How 'Gold Coast' got its name — real-estate marketing, not a gold rush
The name has nothing to do with gold mining. Through the late 1940s the South Coast strip — what was then a string of seaside villages from Southport to Coolangatta — saw a wave of speculative land sales and inflated holiday-house prices. Locals started calling it the 'Gold Coast' as a derogatory nickname for the price-gouging. By 1950 the term was in common newspaper use; by 23 October 1958 the Town of South Coast officially renamed itself the Town of Gold Coast and the marketing nickname became the legal one. The 1850s gold-rush story you'll see in some travel copy is a retrofit — there was no significant gold strike here. The Gold Coast is a real-estate brand that calcified into a city name, which is exactly the kind of origin you'd expect for the place that later gave us Surfers Paradise high-rises and Schoolies Week.

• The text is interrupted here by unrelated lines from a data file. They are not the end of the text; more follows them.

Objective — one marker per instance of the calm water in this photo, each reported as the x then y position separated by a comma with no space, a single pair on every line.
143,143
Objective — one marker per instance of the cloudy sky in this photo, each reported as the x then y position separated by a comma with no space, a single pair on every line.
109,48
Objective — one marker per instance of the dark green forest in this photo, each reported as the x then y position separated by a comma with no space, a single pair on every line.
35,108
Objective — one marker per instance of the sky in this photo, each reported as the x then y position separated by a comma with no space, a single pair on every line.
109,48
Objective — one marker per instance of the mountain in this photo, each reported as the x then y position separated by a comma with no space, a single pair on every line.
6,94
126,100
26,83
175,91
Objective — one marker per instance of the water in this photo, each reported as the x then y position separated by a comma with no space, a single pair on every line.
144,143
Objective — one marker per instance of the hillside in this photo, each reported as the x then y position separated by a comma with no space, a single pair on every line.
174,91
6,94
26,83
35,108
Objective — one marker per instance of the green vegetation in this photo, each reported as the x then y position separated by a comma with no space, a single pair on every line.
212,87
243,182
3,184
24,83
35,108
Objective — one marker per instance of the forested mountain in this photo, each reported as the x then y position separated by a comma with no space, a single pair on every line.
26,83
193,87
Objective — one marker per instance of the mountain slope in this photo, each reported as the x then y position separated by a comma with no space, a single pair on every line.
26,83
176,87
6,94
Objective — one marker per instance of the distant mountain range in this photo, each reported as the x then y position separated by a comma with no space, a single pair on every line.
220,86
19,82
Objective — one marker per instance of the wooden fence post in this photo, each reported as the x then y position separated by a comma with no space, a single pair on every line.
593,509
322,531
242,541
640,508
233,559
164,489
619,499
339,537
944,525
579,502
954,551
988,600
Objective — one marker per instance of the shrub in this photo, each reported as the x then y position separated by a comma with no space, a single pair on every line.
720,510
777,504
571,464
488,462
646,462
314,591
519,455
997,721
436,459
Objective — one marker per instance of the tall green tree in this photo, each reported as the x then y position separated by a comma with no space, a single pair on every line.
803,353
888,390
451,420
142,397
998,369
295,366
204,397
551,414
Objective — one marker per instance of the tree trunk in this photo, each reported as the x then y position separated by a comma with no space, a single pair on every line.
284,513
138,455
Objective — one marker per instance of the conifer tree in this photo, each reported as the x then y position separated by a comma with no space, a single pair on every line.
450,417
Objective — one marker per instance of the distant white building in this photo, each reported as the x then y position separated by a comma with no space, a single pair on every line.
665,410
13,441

Surfers Paradise 1936 → high-rise wall: 90 years of vertical development
The Gold Coast Highway opened to motor traffic in 1925, connecting Brisbane to the South Coast beaches and triggering the first wave of holiday development. In 1936 the Surfers Paradise Hotel — which gave the suburb its name — opened on what was then Elston, and the rebrand stuck. Post-war canal estates carved up the Nerang River floodplain through the 1950s; the first high-rises went up in the 1960s; and from the 1980s onwards the central beachfront densified into the wall of towers visible today. The result is one of the most concentrated coastal high-rise skylines in the southern hemisphere — and the source of the afternoon shadow that falls across Surfers Paradise beach by mid-afternoon in winter, when the sun sits north of the towers. The Spit, 5km north, was deliberately left low-rise after a 1990s campaign — which is why the kite zone there has open sightlines and the Surfers strip does not.
Burleigh Heads, Snapper Rocks, and the Gold Coast surf identity
Beneath the Surfers high-rise tourism layer, the Gold Coast is a serious surfing coast. Burleigh Heads is a right-hand point break that wraps the headland on a south swell and is consistently rated among the best point waves in Australia; Snapper Rocks at the southern end of the strip is the start of the Superbank — a sand-bottomed point that produces 200m+ rides on the right swell and hosts the WSL Championship Tour's opening event most years. Currumbin Alley, Kirra, and Greenmount fill in the rest of the southern point sequence. None of this is kiteable — these are surfboard waves with strict surfcraft rules and locals who do not negotiate. The cultural point: when you're kiting at The Spit, you're kiting on a coast where the dominant water-sport identity is surfing, not kiting, and the beach hierarchy reflects that. The hinterland adds another layer — Lamington National Park, 40km inland, was added to the Gondwana Rainforests UNESCO World Heritage listing in 1994 (the property was first inscribed in 1986 for the New South Wales remnants and extended in 1994 to include the Queensland side). Antarctic beech forest, glow worms, and 200+ rare species sit an hour's drive from a beach lined with neon hotels.